Sven Koch, der Sozialpädagoge am Standort Bietigheim ist, und der Bietigheimer Tanzlehrer Manfred Mauermann sind seit längerem beste Freunde. Als sie einmal im Palazzo abends feierten, kam die Idee auf: Koch meinte zu Mauermann, nicht ganz ernst gemeint, er bringe mal seine Leute von den Werkstätten hier her zum Feiern. „Positiv verrückt, wie Manfred ist, meinte der: Ja, machen wir“, erzählt Koch.

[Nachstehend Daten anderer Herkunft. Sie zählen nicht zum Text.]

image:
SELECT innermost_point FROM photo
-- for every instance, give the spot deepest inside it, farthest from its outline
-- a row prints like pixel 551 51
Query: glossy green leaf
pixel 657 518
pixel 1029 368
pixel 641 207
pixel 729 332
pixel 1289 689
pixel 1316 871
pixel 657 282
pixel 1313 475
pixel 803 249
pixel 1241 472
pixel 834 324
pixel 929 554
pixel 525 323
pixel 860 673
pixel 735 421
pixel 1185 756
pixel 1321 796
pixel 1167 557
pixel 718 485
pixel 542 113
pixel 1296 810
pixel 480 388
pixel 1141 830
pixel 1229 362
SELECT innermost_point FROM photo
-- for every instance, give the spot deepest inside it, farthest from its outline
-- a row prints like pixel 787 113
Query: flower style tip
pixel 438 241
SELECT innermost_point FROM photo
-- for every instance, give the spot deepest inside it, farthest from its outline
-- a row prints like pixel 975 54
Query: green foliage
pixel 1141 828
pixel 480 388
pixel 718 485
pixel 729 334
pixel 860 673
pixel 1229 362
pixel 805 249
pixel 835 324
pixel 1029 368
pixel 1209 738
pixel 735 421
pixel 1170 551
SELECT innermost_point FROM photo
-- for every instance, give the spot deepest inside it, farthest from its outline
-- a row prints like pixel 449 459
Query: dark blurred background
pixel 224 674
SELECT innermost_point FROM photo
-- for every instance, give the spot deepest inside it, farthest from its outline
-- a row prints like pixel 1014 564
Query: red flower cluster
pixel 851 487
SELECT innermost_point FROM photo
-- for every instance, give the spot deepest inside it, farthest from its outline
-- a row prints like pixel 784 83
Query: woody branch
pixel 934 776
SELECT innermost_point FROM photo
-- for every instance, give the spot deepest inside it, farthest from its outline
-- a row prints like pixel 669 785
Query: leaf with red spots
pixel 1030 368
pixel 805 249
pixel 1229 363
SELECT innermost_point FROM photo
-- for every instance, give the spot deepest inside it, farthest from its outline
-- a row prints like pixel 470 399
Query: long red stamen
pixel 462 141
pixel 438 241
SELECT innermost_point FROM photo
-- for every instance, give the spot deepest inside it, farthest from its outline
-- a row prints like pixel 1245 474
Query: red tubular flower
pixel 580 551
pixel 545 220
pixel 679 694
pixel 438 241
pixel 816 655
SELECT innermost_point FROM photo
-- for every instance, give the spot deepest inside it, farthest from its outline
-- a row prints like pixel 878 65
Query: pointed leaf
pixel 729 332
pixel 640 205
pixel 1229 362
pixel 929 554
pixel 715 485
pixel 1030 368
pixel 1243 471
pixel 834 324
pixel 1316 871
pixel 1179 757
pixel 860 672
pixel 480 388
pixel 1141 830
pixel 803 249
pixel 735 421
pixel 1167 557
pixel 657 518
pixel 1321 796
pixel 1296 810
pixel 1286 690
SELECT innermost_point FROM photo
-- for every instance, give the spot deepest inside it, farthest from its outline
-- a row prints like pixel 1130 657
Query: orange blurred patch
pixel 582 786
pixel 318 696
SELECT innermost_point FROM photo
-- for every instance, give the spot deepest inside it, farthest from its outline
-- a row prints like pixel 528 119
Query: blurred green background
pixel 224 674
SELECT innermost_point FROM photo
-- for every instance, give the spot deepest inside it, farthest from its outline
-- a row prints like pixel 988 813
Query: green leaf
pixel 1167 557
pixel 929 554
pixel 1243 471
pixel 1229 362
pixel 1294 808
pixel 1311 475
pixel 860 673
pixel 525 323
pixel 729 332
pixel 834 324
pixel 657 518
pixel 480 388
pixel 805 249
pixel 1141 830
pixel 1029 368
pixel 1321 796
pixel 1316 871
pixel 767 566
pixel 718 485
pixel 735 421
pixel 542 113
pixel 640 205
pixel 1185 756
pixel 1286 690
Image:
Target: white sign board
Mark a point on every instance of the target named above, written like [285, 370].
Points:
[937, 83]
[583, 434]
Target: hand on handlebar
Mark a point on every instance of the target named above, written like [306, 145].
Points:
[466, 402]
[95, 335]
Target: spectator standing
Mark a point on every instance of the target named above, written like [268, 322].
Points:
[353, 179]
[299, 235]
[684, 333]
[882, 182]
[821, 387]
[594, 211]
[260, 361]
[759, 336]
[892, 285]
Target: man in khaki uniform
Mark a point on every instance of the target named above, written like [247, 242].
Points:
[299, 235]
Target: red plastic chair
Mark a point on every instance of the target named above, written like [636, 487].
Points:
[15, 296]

Manfred Mauermann mit regelmäßigen Tanzkursen im Palazzo ist wiederum gut mit Ekkehard Menninger befreundet, dem Chef des Clubs. Der war ebenfalls sofort dabei, die Idee in die Tat umzusetzen, hatte schon mal für Gehörlose ein Disco-Event organisiert. Er machte aus der Kooperation eine Benefiz-Aktion. Sämtliche Diskothekskosten wie die alkoholfreien Getränke, Personal, GEMA und Strom gehen auf das Haus Palazzo. „Die Stimmung hier ist fast noch besser als abends“, findet Menninger, und erwähnt, mit dem Palazzo den – bezogen auf den Namen und langjährigsten Geschäftsführer – ältesten Club Deutschlands zu betreiben.

Neue Behindertentoilette im Club

Ganz neu ist eine Behindertentoilette in der Disco fertig geworden, erzählt der 68-Jährige, der seit 1977 die Disco führt.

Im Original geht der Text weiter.